Under Art. 451 of the Civil Code the fruits received by ore in possession in good faith before the possession is legally interrupted, becomes his own (White v. Williams and Co., 5 Phil., 571), and the possession in good faith of the petitioner and its predecessor in interest, the Philippine Alien Property Custodian, was not interrupted upon the filing of the complaint against, and service of summons upon, the latter; because the Philippine Alien Property Custodian was not the purchaser of the property and, under the circumstances, was not supposed to be aware of any vice which may have attended the sale of the property by the Sagrada Orden de Predicadores to the Japanese corporation. The possession of the petitioner lost its character of possession in good faith from the rendition of the judgment against the Philippine Alien Property Custodian, and the latter or his successor in interest is liable from that time to pay the rents or fruits of the property until the possession of the property has been delivered to the adjudged owner thereof.

The possession of the property by the petitioner became illegal only from the time she was notified or required by the Sagrada Orden de Predicadores to return said possession to it and the former failed to do so, because before said notice or demand was made the possession of the petitioner was legal or consented to, without prejudice to the obligation of said petitioner to pay the reasonable compensation for the use and occupation of the premises from the time the latter’s possession ceased to be in good faith. From the notice to vacate the premises up to the filing of the complaint of illegal detainer against the petitioner by the respondent Sagrada Orden de Predicadores, one year had not elapsed, and therefore the respondent Municipal Judge or Court has jurisdiction to try and decide the case.

To uphold the contention of the dissenting opinion that the possession of the petitioner was illegal since August 1946, would be to hold that an action of illegal detainer could have been successfully instituted by the Sagrada Orden de Predicadores within one year from that date, that is, before the sale of the property by said Sagrada Orden de Predicadores to the Japanese corporation has been set aside, and therefore while the ownership thereof was still vested in the petitioner’s predecessor in interest, which is absolutely untenable.

Petition for prohibition with preliminary injunction is therefore denied. So ordered.

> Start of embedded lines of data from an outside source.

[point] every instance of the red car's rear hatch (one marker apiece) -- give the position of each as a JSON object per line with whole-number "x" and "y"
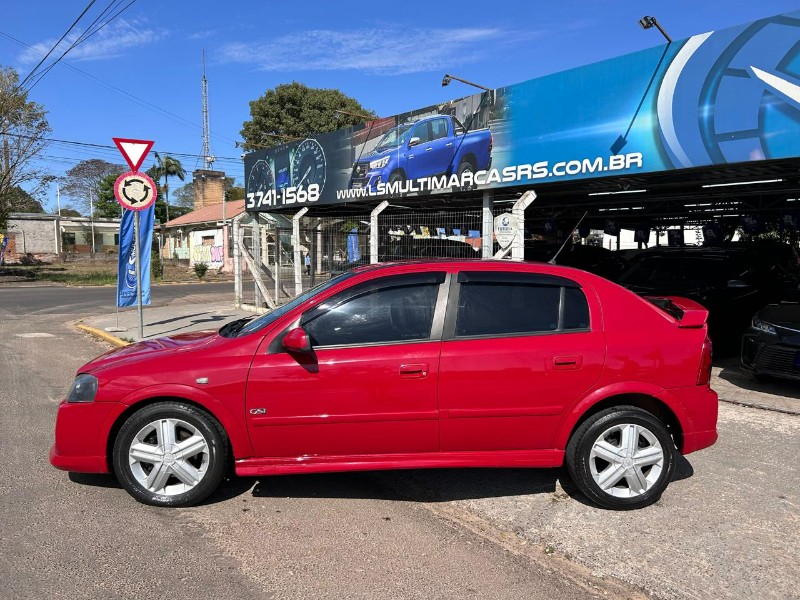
{"x": 689, "y": 313}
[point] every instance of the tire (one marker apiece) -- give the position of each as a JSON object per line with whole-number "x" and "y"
{"x": 396, "y": 177}
{"x": 602, "y": 467}
{"x": 186, "y": 475}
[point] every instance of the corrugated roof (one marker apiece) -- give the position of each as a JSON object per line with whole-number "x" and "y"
{"x": 209, "y": 214}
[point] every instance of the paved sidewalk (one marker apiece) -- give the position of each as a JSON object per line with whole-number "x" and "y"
{"x": 180, "y": 316}
{"x": 194, "y": 313}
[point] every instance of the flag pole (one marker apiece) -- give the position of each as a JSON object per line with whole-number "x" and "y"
{"x": 137, "y": 249}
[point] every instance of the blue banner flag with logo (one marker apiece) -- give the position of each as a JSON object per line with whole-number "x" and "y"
{"x": 353, "y": 253}
{"x": 126, "y": 268}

Moran, C.J., Pablo, Bengzon, Tuason, Montemayor, and A. Reyes, JJ., concur.

Separate Opinions


PARAS, J., dissenting:chanrob1es virtual 1aw library

The complaint for ejectment filed in the Municipal Court admits that the plaintiff (respondent Sagrada Orden de Predicadores del Santisimo Rosario de Filipinas) has been deprived of the premises in question since 1946, and that the defendant (petitioner National Coconut Corporation) has had that possession since that year. The claim for P93,000 represents damages from August, 1946 to February, 1949. The result is that, under the very allegations of the complaint for ejectment, more than one year has elapsed between the commencement of the alleged illegal deprivation of possession and the filing of the complaint in the Municipal Court. The one-year period specified in the Rules of Court — that confers jurisdiction on the Municipal Court — does not refer to the time when a plaintiff in a forcible entry and detainer case shall have acquired proprietary rights, but principally to the possession of the actual occupant. If the respondent Sagrada Orden de Predicadores wanted the judgment in the case against the Philippine Alien Property Custodian to be binding against the petitioner, the latter should have been included as party defendant in the case. Again, the 5-day notice given to the defendant in an illegal detainer case refers to the class of persons expressly enumerated in Section 2 of Rule of Court No. 72, to which the petitioner plainly does not belong.

Perfecto, J., concurs in this dissent.